Bant raised his pointed chin, only a hint of wariness. “If I may,” he said, waiting for a nod from our master to continue. “What is pitiful and manipulative is not only the magic. It is the fact that another opponent sails for her shores, and yet this child does nothing.” Power ebbed around his ruffled wings, almost uncontrollable since the return of his Spirit. His emotions more volatile, as well. “She’s wasting time.”
Defensiveness whirled through me—only a taste of the protective emotion. Only ever a taste in this prison. But I had failed with the last chosen, and I would not fail again.
Before I could argue, our master asked, “Is she, though?”
A hint of satisfaction had my wings beating. On either side of me, Ptholenix and Gaveny noted the movement from the corners of their eyes.

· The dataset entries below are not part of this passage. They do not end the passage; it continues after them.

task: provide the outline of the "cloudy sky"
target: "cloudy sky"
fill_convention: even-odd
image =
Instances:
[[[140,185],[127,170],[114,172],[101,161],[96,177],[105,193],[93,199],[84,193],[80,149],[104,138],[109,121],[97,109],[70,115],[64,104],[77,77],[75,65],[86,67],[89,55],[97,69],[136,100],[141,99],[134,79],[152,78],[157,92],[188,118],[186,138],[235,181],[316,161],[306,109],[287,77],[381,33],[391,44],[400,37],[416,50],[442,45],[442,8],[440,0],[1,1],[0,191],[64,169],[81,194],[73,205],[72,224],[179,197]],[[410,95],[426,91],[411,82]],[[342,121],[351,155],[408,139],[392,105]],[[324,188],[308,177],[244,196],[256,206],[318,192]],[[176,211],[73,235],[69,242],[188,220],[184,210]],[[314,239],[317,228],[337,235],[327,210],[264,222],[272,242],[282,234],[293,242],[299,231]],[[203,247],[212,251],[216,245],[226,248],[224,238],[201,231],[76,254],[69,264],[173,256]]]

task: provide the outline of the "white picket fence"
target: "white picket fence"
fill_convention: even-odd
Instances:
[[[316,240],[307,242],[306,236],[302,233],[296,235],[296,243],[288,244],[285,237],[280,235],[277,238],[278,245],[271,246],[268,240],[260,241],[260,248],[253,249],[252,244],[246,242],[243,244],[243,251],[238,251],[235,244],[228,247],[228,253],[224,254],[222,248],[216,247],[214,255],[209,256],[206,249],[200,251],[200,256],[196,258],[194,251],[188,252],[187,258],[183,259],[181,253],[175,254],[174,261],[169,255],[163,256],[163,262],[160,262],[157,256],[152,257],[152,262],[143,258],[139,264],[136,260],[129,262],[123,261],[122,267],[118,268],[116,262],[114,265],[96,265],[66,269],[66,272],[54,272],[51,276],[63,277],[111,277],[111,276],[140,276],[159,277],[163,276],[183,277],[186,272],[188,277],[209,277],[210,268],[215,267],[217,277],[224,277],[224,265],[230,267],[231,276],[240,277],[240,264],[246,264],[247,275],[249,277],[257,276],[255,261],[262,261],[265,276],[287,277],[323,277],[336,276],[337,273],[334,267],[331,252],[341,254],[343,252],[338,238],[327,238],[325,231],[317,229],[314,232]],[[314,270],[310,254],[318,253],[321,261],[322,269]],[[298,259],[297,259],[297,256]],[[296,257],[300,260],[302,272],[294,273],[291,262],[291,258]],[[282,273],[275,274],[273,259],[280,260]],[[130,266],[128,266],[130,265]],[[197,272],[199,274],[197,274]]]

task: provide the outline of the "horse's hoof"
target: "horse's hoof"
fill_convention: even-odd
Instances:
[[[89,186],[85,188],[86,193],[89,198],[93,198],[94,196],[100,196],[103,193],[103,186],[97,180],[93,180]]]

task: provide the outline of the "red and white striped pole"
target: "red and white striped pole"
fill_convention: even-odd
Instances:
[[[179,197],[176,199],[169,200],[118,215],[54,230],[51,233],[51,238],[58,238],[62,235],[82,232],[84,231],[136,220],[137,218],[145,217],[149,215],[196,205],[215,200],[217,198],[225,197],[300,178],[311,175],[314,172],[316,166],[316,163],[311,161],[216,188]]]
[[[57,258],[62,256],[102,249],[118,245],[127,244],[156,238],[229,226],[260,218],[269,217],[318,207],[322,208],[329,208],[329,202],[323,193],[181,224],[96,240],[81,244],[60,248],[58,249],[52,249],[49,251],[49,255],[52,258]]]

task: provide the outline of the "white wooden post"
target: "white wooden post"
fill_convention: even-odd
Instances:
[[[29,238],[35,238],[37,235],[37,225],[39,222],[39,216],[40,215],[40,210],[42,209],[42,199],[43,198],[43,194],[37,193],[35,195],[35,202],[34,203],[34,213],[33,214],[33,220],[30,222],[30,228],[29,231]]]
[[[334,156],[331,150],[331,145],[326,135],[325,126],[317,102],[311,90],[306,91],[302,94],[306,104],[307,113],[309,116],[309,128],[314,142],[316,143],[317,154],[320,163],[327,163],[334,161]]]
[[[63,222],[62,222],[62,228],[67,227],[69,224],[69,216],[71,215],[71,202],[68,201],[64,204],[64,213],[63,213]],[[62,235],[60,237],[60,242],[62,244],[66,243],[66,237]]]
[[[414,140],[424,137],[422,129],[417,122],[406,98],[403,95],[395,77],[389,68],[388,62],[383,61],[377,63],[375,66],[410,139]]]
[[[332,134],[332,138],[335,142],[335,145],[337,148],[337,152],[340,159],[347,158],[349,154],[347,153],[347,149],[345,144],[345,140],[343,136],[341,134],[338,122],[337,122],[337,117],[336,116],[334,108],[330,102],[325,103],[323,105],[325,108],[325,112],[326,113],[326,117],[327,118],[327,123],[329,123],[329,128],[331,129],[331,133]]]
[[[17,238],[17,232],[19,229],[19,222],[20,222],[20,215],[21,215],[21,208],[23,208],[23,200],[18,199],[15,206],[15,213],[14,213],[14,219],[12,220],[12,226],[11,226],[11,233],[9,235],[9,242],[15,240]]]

Our master explained, “An enemy does indeed sail for her shores. One who could pose a threat to everything we’ve waited so long for.” His milky eyes shone. “But perhaps this is what we need. The queen may not know it, but she may be the ally we have been waiting for.”
“Sir?” Xenique asked, longing burning in her round eyes.
“The queen wants one thing. She will undoubtedly ask the girl for help, but should she mistrust this age-old enemy, it could be exactly what we need.” His smile was chilling. “Perhaps she will tip the scales in our favor by being precisely the adversary history has painted her as.”
And it was that word, painted , that had my gaze snapping to the ceiling. In my mind, the murals I had designed on ceilings identical to this rocky encompass flashed. Ones I had crafted with utmost care and passion and longing, placing them perfectly, like clues to future generations.
The discomfort I’d been feeling became a solid knot in my gut, this foyer so familiar and yet foreign.
For we hovered in a stony, buried rendition of my palatial home atop the mountains.
I lowered my gaze, catching my master’s milky stare. His goals splashed across my vision, stained crimson.
And a seed of unease grew roots in my unbeating heart.